All Things New (2020)

Faith Matters

I make all things new, proclaimed the Lord. Regrettably, many are still mired in the past, in ways we have not recognized. In this book, Fiona and Terryl Givens trace the roots of our religious vocabulary, explore how a flawed inheritance compounds the wounds and challenges of a life devoted to discipleship, and suggest ways of reformulating our language in more healthy ways all in the hope that, as B. H. Roberts urged, we may all cooperate in the works of the Spirit to find a truer expression of a gospel restored.


The Christ Who Heals (2017)

Deseret Book

Mormonism is so rich in doctrine, so expansive in its teachings, that we may be too easily distracted from this one cardinal proposition: The Restoration recovered that Christ who is the most remarkable being in the history of religious thought. The Restoration radically reshapes our understanding of his character and role as it emerged in preexistent councils, where he positioned himself to be our spiritual Father and to reunite us with our Heavenly Family, committing himself with unparalleled devotion to the project of our return. The Restoration reclaims Christ’s Atonement as an act of healing. It reconstitutes us as whole beings by transmuting the damage and pain endured in life’s educative crucible into sanctifying suffering that expands our capacity to receive and give love. Then Jesus invites us to share in his work of healing and saving. The Restoration also reconstructs judgment and salvation: the first as a process of self-understanding and self-revelation that is merciful and formative, the second as an eternal process by which an infinitely devoted Healer will work tirelessly to draw us ever onward into eternal realms of belonging.


The Crucible of Doubt (2014)

Deseret Book

In writing about the nature of Faith, Augustine said that sometimes, our understanding cannot resolve a choice between alternatives, "because of an apparent equality of the motives for both sides. This is the state of one in doubt." In such a circumstance, where knowledge is insufficient to impel us toward belief or non-belief, "our understanding is determined by the will, which chooses to assent to one side definitely and precisely because of something which is enough to move the will, though not enough to move the understanding." Faith, in other words, is ultimately a choice. But the possibility of faith is influenced by the assumptions and paradigms that may constrain and shape one’s religious quest. As Daniel Dennett writes, "philosophy… is what you have to do until you figure out what questions you should have been asking in the first place." Genuine questions, to use Gadamer’s expression, entail risk, put our prejudices into play, and expose us to unknown consequences. This book invites us to approach our spiritual journey, by embracing that risk, and by reconsidering the value of doubt as a catalyst rather than an obstacle to faith.


The God Who Weeps (2012)

Deseret Book

In this personal account, the authors survey five fundamentals about the universe that our place in it inherent in the LDS faith tradition. Woven together into a coherent tapestry, they constitute a holistic narrative that challenges conventional Christian theologies, addressing the questions where we came from, why we are here, and what might await us in the "undiscovered country."

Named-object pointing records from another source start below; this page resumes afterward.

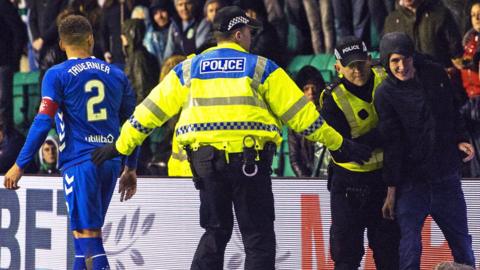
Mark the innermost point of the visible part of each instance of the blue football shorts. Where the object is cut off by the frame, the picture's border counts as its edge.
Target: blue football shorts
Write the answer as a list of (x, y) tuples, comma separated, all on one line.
[(88, 190)]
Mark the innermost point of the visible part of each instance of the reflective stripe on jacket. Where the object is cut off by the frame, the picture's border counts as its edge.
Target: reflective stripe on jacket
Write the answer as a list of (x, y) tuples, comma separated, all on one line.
[(351, 105), (226, 94)]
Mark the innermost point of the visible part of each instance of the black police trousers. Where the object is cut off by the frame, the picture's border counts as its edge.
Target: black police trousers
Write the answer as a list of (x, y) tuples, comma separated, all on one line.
[(356, 201), (221, 185)]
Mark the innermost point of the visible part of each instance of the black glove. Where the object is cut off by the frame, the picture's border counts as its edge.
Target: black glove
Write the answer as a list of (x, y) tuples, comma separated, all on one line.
[(353, 151), (103, 153), (471, 109)]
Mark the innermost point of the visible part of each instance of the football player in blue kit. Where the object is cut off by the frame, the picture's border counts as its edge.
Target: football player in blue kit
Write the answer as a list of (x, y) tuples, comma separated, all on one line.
[(89, 99)]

  1. God is a personal entity, having a heart that beats in sympathy with human hearts, feeling our joy and sorrowing over our pain.

  2. Humans lived as spirit beings in the presence of God before we were born into this mortal life.

  3. Mortality is an ascent, not a fall, and we carry infinite potential into a world of sin and sorrow.

  4. God has the desire and the power to unite and elevate the entire human family in a kingdom of heaven.

  5. That Heaven will consist of those relationships that matter most to us in the here and now.